The Henry's budget has dwindled since its glory years around a decade ago. [Correction: In this I am utterly wrong, Henry director Wolf emailed. According to Wolf, "In 2006, the Henry’s annual operating expenses were $3,366,729 versus $4,720,225 in 2015. In 2006, the Henry’s program & services expenses were $2,664,038 versus $3,639,029 in 2015." For this error, I sincerely apologize.] It's a predicament most museums share right now. And some of the Henry's lack of ambition might be attributed to that. [Evidently not.]

But it's not just ambition, it's also awareness.

Where are the issues of our time inside the Henry?

Michelle Handelman's Irma Vep, The Last Breath and Librería Donceles were mercifully fresh—and neither one headlined the museum, or lasted very long.

The last time the Henry featured a traveling exhibition with a little heat on it was Carolee Schneemann's retrospective in 2011. That show, with works that felt urgent and in-depth on issues of surveillance, sex, and what feminism has meant and might mean, was up for a little over two months.

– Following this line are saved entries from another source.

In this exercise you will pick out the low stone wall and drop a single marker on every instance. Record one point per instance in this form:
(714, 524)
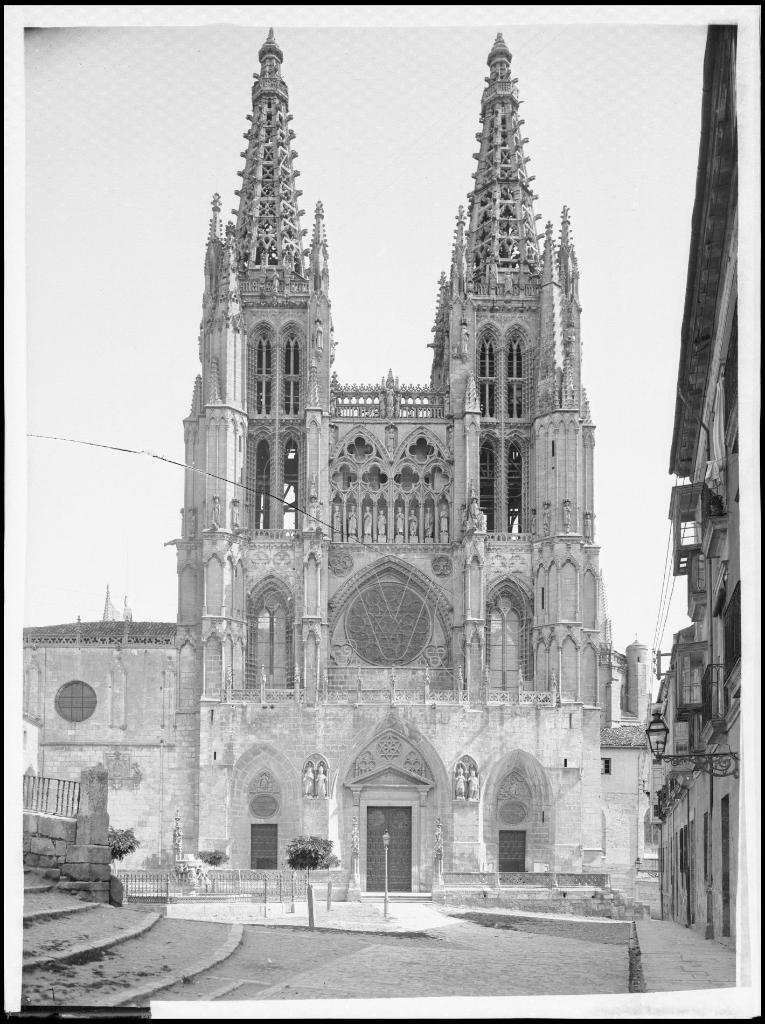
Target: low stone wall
(74, 853)
(583, 903)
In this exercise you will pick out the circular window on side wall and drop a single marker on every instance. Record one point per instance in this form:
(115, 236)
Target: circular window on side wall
(76, 701)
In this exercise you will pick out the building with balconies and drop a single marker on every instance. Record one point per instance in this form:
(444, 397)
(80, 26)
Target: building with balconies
(390, 604)
(696, 783)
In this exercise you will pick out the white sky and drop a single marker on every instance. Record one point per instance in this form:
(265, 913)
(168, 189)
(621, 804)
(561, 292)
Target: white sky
(130, 131)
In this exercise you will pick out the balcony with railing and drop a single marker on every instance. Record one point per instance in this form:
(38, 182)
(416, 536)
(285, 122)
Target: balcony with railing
(685, 516)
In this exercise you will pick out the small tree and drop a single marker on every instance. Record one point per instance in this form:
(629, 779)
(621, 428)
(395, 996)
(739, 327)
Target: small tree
(122, 843)
(310, 853)
(213, 857)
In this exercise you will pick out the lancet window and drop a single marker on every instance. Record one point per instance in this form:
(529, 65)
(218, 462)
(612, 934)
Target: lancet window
(291, 379)
(258, 483)
(486, 378)
(487, 479)
(259, 375)
(514, 488)
(507, 642)
(514, 379)
(290, 484)
(269, 641)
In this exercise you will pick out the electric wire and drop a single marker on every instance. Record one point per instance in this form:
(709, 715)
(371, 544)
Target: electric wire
(181, 465)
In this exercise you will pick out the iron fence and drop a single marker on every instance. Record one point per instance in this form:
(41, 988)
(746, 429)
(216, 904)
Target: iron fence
(253, 887)
(51, 796)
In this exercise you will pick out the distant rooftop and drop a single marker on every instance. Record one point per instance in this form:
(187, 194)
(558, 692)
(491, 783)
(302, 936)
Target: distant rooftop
(626, 735)
(101, 633)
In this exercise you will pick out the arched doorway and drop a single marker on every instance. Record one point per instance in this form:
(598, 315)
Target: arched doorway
(391, 787)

It was the final exhibition worked on by Liz Brown, longtime curator. Before that, Robin Held had been an ambitious curator at the Henry—not long after I arrived, she mounted an enormous, interdisciplinary exhibition of artists on genetic science and ethics. The two-part exhibition by current lead curator Luis Croquer, Here Is Also Nowhere, in 2012 and 2013, was promising, beautiful and international, quietly pressing and historical all at once. Is he just treading water in there? (Assistant curator Nina Bociznik and associate curator of programs Emily Zimmerman have limited prominence.)

Whatever the causes, director Sylvia Wolf has presided over a highly unremarkable period at the Henry.

What will history remember of American life and culture in the years approaching the 2016 presidential election?

...terror against civilians, unrelenting war across the globe, devastating recession, unrestrained growth, displacement, economic inequality, severe political polarization, racial and social injustice, and deaths on the street. Broken bodies and culture wars.

That list of current events is printed across the entry of another Seattle museum now: the Frye. It was written by departing director Jo-Anne Birnie Danzker to describe the world that has been advancing alongside the recent art on display at the museum.

I am not advocating that all art, and all art museums, be judged according to relevance, a concept that can bring its own churning tyranny. Museums are places of depth and thought. They should be houses where the obscure and unfashionable can survive and thrive.

But if you're actually practicing depth and thought on yourself as an institution, you will avoid meeting 2015, 2016, and 2017 by headlining the art of one old white man after another. Wake up, Henry! Your alarm is going off and it's starting to give the rest of us a headache.

This post has been updated since publication.